Then she reëntered the cabin; but not to sink into a chair, not to release her bruised feet from the weight of her tiredness.
She cleared the table and piled the dishes in a huge pan upon the little stove. Upon the stove she discovered water heated in a kettle and she poured it, splashing, over the panful. She found three cloths of incredible blackness drying upon a little string in a corner by the stove, and after smiling very tenderly upon them she abandoned them in favor of a clean hand towel.
She restored the washed dishes to their obvious places upon the shelves and with a broom she battled with the dust upon the floor and drove it out the open door. Then she swept up the hearth, singing as she swept, and tidied the arrangement of books, bait and tobacco upon the mantel, fingering them with shy curiosity.
"Maria Angelina!" said a voice at the doorway and Maria Angelina turned with a catch at her heart.
It had taken Barry Elder a long time to retrace those steps of his.

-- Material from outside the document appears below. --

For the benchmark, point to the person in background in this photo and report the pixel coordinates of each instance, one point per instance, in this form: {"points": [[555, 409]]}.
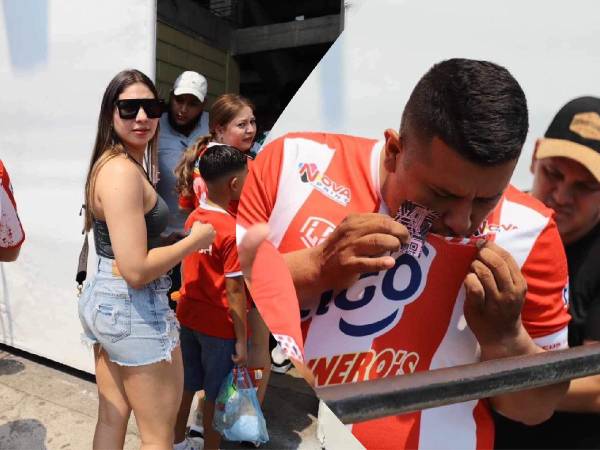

Twice he had stopped in deep thought. Once he had pulled out a leather folder from his pocket and after regarding its sheaf of papers had sat down upon a stone and deliberately opened a long, much-creased-from-handling letter. It was dated a week before and it was headed York Harbor. It concluded with an invitation—and a question.
After reading that letter Barry remained sunk in thought for a time longer than the reading had taken.
All of his past was in that letter—and a great deal of his future in that invitation.
Then he went deeper into his pocketbook and took out a small photograph. It was the one she had given him when he went to France—when she had been willing to inspire but not to bless him. For a long time, soberly, he gazed at the picture it disclosed, at the fair presentment of delightful youth.
Never had he looked at that picture in just that way. He had known longing before it, and he had known bitterness quite as misplaced and quite as disproportionate.